What has been your favorite part of working with Gamer’s Guild?
Daniel: I think the best part of working with Grand Gamers Guild has been the opportunity to work with Marc and be able to call him a friend. When I first met Marc, he was just starting as a publisher, with his first game Unreal Estate just about to be released on Kickstarter. I was headed to Protospiel Chelsea in Michigan, and Helaina Cappel arranged a meeting. Marc said he would was going and would give me twenty minutes for some pitches. Instead of pitches, we ended up playing full games. After an hour, I said. “We’ve kind of gone over our twenty minutes. Did you have another meeting?” Marc said, “Nah, I just set a time limit in case you turned out to be some kind of a jerk. What else have you got?” Colonies of Venus was the last game we played, and Marc really liked it and asked to take it home to play with the rest of the Guild. As I said, this was still early days for his publishing company, and all he could offer was “I really like this game, and I promise you, something really good is going to come of this.” I really liked Marc and was tired of trying to get my game in front of larger publishers who could be uncommunicative, and I went with my gut.

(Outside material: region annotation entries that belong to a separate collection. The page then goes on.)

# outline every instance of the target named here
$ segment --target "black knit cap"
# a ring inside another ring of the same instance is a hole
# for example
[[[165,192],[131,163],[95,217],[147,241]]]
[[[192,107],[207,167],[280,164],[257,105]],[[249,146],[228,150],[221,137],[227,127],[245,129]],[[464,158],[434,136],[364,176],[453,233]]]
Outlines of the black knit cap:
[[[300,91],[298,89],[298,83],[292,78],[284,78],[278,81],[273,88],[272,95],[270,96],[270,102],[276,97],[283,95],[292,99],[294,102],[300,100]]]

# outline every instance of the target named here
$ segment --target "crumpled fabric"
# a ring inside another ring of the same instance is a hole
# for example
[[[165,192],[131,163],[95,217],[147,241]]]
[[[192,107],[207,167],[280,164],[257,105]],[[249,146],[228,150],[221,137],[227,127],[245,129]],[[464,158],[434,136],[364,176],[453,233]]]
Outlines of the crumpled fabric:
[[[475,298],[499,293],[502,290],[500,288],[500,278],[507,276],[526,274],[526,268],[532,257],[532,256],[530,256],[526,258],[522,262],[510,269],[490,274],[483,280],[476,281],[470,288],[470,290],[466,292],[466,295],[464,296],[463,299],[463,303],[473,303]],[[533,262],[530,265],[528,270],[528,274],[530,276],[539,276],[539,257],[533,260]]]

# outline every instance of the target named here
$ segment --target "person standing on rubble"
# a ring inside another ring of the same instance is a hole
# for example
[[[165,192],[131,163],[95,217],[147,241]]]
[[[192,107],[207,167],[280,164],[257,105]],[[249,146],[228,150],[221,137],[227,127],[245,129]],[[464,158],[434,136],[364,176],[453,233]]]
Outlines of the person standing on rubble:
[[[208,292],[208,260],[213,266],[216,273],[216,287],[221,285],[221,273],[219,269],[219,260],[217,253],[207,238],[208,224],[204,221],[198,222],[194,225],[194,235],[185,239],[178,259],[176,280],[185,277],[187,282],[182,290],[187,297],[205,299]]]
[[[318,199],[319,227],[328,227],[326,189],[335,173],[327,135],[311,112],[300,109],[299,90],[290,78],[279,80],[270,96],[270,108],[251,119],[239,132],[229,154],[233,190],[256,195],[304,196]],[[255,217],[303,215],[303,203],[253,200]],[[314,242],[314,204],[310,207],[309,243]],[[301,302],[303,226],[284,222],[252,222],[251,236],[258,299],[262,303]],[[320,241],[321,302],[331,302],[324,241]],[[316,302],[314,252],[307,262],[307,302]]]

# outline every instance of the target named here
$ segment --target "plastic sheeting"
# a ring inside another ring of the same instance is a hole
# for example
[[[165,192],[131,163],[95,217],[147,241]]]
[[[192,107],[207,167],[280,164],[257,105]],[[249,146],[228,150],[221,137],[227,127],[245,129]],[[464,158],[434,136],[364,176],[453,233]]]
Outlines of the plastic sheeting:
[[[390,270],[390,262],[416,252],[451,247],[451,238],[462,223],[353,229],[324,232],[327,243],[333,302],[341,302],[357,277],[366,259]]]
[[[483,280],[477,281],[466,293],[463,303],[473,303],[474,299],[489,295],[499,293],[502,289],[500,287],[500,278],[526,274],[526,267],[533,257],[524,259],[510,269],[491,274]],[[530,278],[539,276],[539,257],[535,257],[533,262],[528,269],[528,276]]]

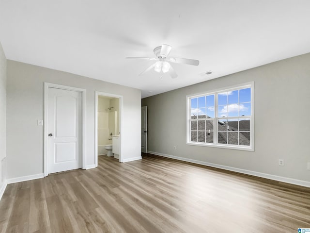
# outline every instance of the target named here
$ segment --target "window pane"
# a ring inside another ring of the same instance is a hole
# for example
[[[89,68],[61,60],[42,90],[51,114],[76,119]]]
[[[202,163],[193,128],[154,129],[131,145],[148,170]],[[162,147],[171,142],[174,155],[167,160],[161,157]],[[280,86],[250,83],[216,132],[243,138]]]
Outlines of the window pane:
[[[206,120],[205,129],[206,130],[213,131],[213,120]]]
[[[197,131],[191,131],[190,141],[191,142],[197,141]]]
[[[214,106],[207,107],[207,118],[214,118]]]
[[[212,107],[214,105],[214,95],[207,96],[207,107]]]
[[[205,118],[206,116],[205,108],[198,109],[198,118]]]
[[[227,122],[228,131],[238,131],[238,119],[230,119]]]
[[[205,142],[208,143],[213,143],[213,132],[208,132],[205,134]]]
[[[251,101],[251,88],[242,89],[239,92],[239,102]]]
[[[226,131],[227,128],[226,126],[226,119],[222,119],[222,120],[218,120],[218,123],[217,124],[218,131]]]
[[[217,113],[219,117],[227,117],[227,105],[219,106],[217,108]]]
[[[248,118],[239,119],[239,131],[250,131],[250,119]]]
[[[239,104],[233,103],[228,105],[228,116],[239,116]]]
[[[217,142],[222,144],[226,144],[227,141],[227,133],[226,132],[218,132],[217,133]]]
[[[198,98],[198,107],[205,107],[205,96],[202,96]]]
[[[198,116],[198,109],[191,108],[190,109],[190,118],[197,119]]]
[[[193,120],[191,121],[190,129],[191,130],[197,130],[197,120]]]
[[[217,95],[217,104],[219,105],[226,105],[227,104],[227,92],[218,93]]]
[[[198,105],[197,105],[197,98],[193,98],[190,100],[190,108],[197,108]]]
[[[198,130],[205,130],[205,120],[198,121]]]
[[[251,103],[240,103],[240,116],[251,116]]]
[[[228,104],[238,103],[239,102],[238,100],[238,94],[239,93],[238,92],[238,90],[227,92],[228,94]]]
[[[205,132],[198,132],[198,142],[205,142]]]
[[[239,145],[244,146],[250,145],[250,132],[240,132],[239,134]]]
[[[238,132],[228,132],[228,144],[238,145]]]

What I have learned about Marc, is that professionally, he gives his everything to your game. During the development, he was constantly suggesting tweaks to mechanisms and the theme. He sought out the author of one of his favourite sci-fi series, to see about getting the rights to set it in that world. He brought on the perfect team of Dominik Mayer and Josh Cappel to design and develop the world of our game. He gave Daryl and I lots of voice in the ongoing process of the game and had strong ideas which he always communicated well and put forward respectfully. Like me, he’s a big fan of bourbon, and just lots of fun to game with and to work with. I’ve been to a number of Origins and Gen Cons with him to promote the game and work his booth, and it’s always been a fantastic time. I would work with him again anytime.
What three adjectives would you choose to describe the gameplay?
Daniel: The three adjectives I would use to describe Artemis are developing, dynamic, devious. Developing because the game ramps up over the six rounds of play. Dynamic because almost every single dice placement can change the situation of play. Devious because there is some sweet delight is squeezing someone out of their place and reducing the number of resources they had hoped to take.
As we wrap this up, is there anything else you would like to share/say?
Daniel: Really, as a designer, I just hope that people enjoy playing our game. Who can say if it will become a huge hit, but I hope it is a favourite for someone’s group or family, and it gets pulled out and set up once in a while. With all the new games that are released these days, so many fall by the wayside and are forgotten. For all the work we have put into it, I still enjoy it playing it, and look forward to teaching it to many others.
Thanks again for taking the time out to do this interview.
The Artemis Project should be available to buy this Fall.